Gwen tells Richmond that a video from his All Stars appearance has become a viral online hit. He asks why she met with Mayor Adams and she says she planned to blackmail him about kissing her when she was underage. Richmond comforts her. She later hands a man an envelope out her car window, congratulating him on his work on the video.

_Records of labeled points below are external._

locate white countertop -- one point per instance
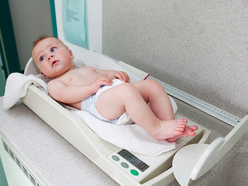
(48, 155)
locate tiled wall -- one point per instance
(200, 47)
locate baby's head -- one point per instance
(52, 57)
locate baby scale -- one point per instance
(192, 157)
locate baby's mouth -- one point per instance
(54, 62)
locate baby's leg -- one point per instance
(126, 97)
(156, 96)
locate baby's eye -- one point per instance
(53, 49)
(42, 58)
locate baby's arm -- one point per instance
(114, 74)
(73, 94)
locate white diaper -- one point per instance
(89, 103)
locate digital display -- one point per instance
(133, 160)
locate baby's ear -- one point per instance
(71, 54)
(44, 75)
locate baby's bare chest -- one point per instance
(79, 77)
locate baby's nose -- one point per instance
(50, 57)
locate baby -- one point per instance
(107, 94)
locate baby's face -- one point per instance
(52, 57)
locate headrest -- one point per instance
(31, 68)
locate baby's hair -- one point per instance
(40, 38)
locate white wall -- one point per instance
(198, 46)
(31, 18)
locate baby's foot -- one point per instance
(189, 131)
(169, 129)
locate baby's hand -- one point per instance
(104, 80)
(122, 76)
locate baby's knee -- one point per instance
(152, 83)
(128, 90)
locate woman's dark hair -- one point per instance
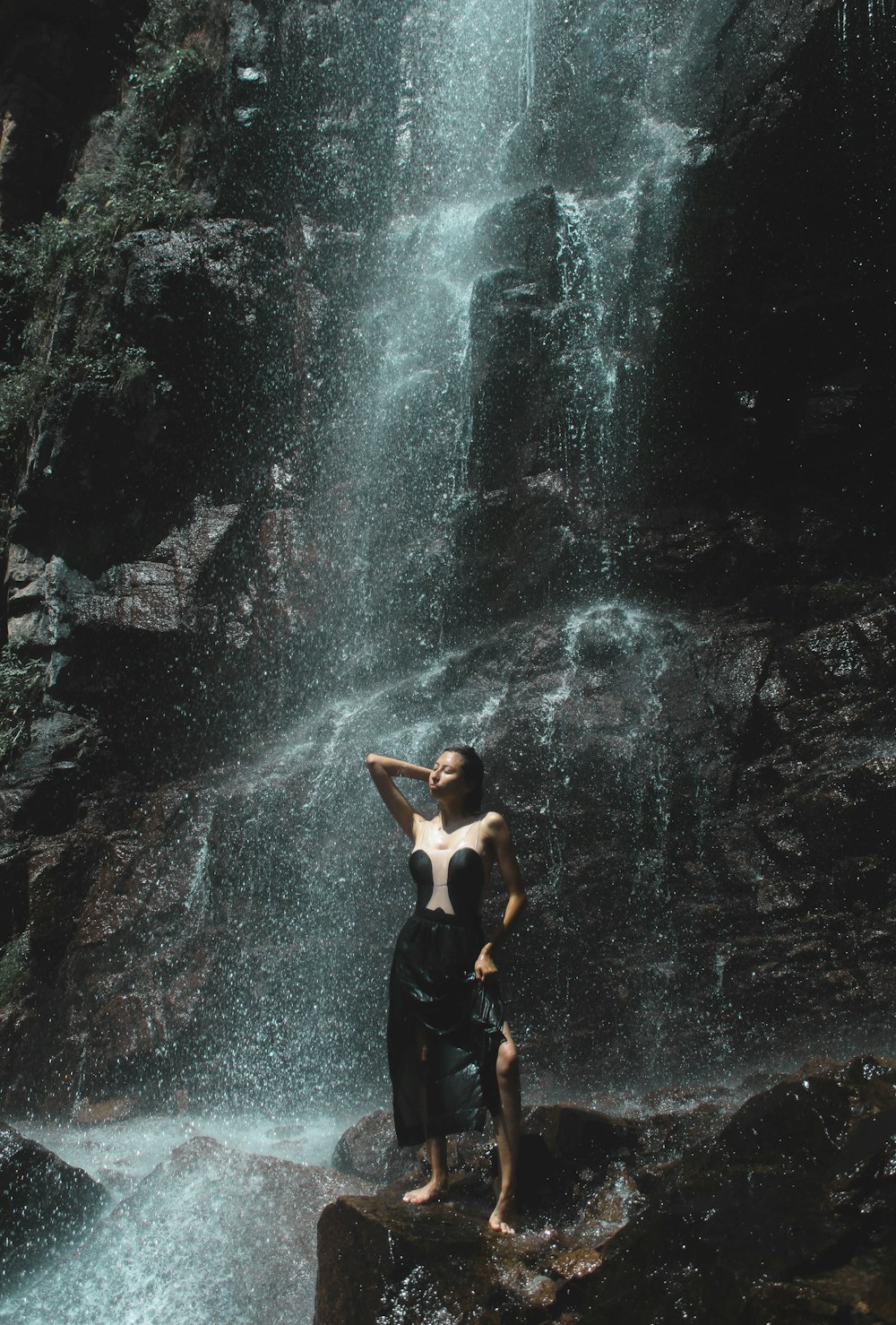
(474, 773)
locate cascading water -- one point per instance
(303, 873)
(407, 654)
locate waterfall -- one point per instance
(404, 654)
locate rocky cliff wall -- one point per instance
(175, 341)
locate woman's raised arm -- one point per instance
(510, 872)
(384, 771)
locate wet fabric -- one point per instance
(437, 1005)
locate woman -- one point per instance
(452, 1056)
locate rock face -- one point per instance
(211, 1231)
(685, 672)
(44, 1202)
(780, 1214)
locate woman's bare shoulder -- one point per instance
(494, 825)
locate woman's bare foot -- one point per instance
(502, 1216)
(435, 1190)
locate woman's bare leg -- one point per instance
(437, 1152)
(507, 1124)
(435, 1147)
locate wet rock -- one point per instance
(377, 1255)
(785, 1206)
(797, 1180)
(221, 1234)
(369, 1149)
(44, 1200)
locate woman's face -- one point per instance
(448, 779)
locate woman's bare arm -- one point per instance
(384, 771)
(510, 872)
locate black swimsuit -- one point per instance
(437, 1003)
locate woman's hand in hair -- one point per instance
(485, 966)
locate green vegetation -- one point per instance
(58, 302)
(22, 688)
(13, 966)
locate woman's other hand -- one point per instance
(485, 965)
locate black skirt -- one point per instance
(440, 1012)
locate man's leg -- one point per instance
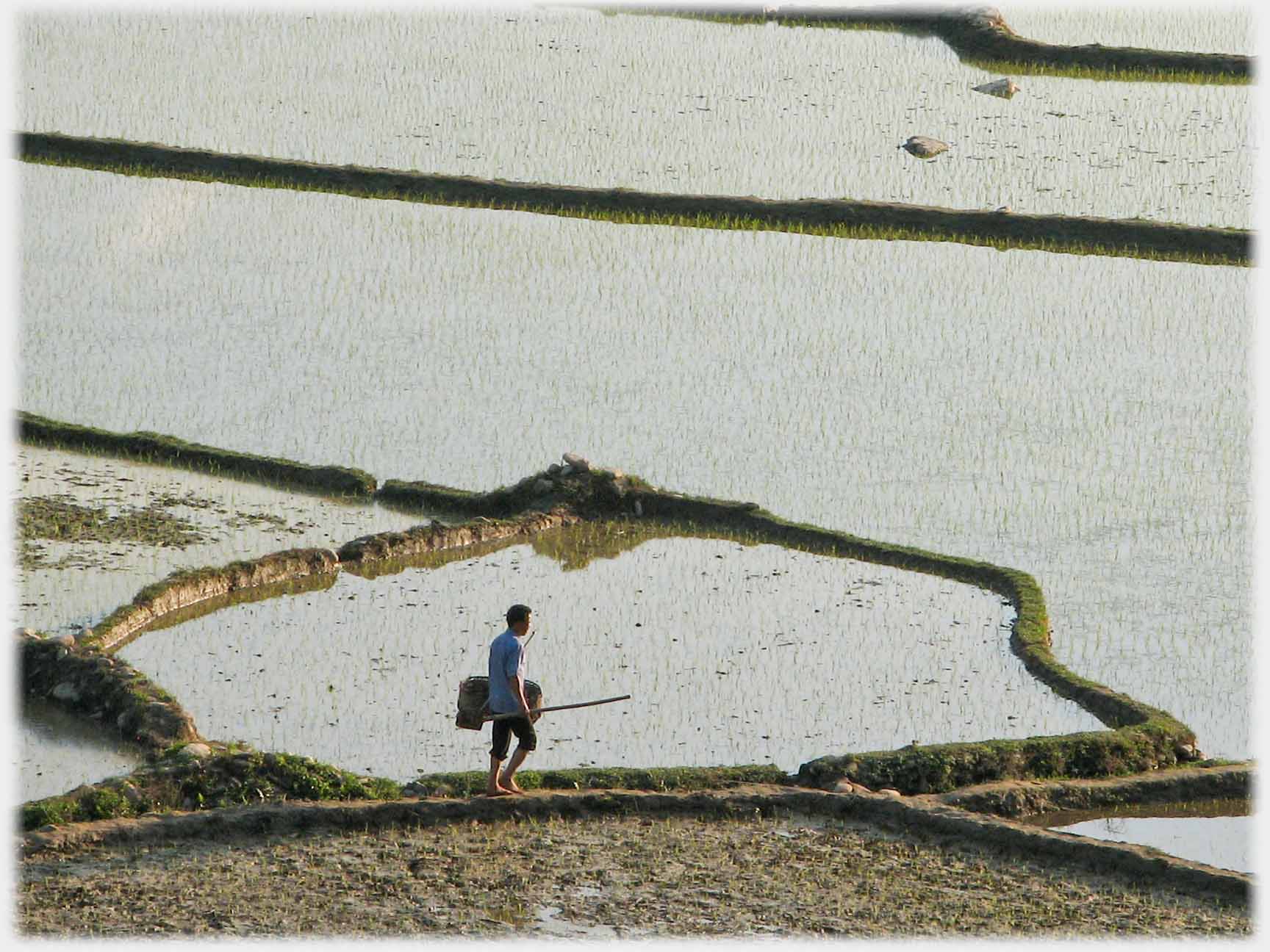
(498, 751)
(492, 787)
(506, 781)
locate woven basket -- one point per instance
(474, 701)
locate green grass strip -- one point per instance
(171, 451)
(1132, 238)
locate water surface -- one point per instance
(1219, 833)
(1212, 28)
(55, 751)
(80, 583)
(733, 654)
(656, 103)
(1083, 419)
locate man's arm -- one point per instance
(517, 685)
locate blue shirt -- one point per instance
(506, 660)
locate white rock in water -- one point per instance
(924, 146)
(68, 692)
(1003, 88)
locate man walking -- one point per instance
(507, 696)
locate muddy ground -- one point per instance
(488, 871)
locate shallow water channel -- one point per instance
(1226, 28)
(1219, 833)
(654, 103)
(195, 521)
(1085, 419)
(55, 751)
(733, 654)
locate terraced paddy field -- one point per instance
(1046, 457)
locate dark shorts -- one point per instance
(503, 732)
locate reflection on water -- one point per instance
(56, 751)
(83, 582)
(733, 654)
(1224, 28)
(1219, 833)
(663, 104)
(1083, 419)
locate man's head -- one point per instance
(518, 619)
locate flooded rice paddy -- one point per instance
(733, 654)
(1083, 419)
(1219, 833)
(928, 394)
(1149, 26)
(54, 751)
(65, 582)
(653, 103)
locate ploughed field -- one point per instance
(595, 879)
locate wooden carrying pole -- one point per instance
(558, 707)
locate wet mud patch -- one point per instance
(60, 518)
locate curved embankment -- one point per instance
(1130, 238)
(1141, 738)
(978, 35)
(1120, 861)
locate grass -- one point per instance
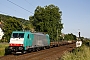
(2, 48)
(82, 53)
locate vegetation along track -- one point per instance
(47, 54)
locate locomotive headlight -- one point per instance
(20, 48)
(10, 47)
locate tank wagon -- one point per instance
(23, 41)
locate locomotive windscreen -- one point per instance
(18, 35)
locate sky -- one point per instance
(75, 13)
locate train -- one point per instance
(26, 41)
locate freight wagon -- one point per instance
(23, 41)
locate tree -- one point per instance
(70, 37)
(47, 19)
(10, 25)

Talking with Dr. Kerry, Linden expresses doubts about the father's arrest in the previous murder. Kerry mentions Linden's mother, who abandoned her at age five, and Linden insists she is fine. Kerry points out that her son is gone and she was supposed to be married a few days ago. A hospital worker interrupts to say Linden is being released. In the waiting room, Linden's ex-fiancé (Callum Keith Rennie), Dr. Rick Felder, who is Linden's psychiatrist, tells Holder he will release Sarah, but cannot be involved any further. Linden sees Rick from an adjacent room, but he quickly leaves. Holder drives while Sarah sleeps in the passenger seat. At the casino, Chief Jackson (Claudia Ferri) tells someone on her phone that the police will never find anything. Roberta Drays (Patti Kim) monitors a construction crew resuming work on the tenth-floor room. The blood-stained City Hall keycard lies unnoticed under the floorboards.

==Reception==

===Critical reception===
"72 Hours" received mostly positive reviews. Sean McKenna of TV Fanatic rated the episode 4.5 out of 5 stars, calling it "another quiet episode, but The Killing does them with such a tenacity that even those still and silent moments scream as loud as can be." The A.V. Club's Brandon Nowalk rated this episode a B−, saying "'72 Hours' feels caught between what The Killing was and what it has recently become, which is admittedly a false dichotomy. There's an obviousness, though, that can't entirely be chalked up to pulp's habit of sorting characters into situational conventions." William Bibbiani of CraveOnline called "72 Hours" a "filler episode, disguised as something more". He added, "It could have worked out, but besides the revelation that Linden was engaged to her old psychiatrist, which raises a few questions that have nothing to do with the main storyline, it gives us nothing new besides a connection between several of the key suspects, which could have been integrated into just about any episode of the series."

===Ratings===
The episode was watched by 1.31 million viewers and received an adult 18-49 rating of 0.3, one-tenth lower than the previous episode.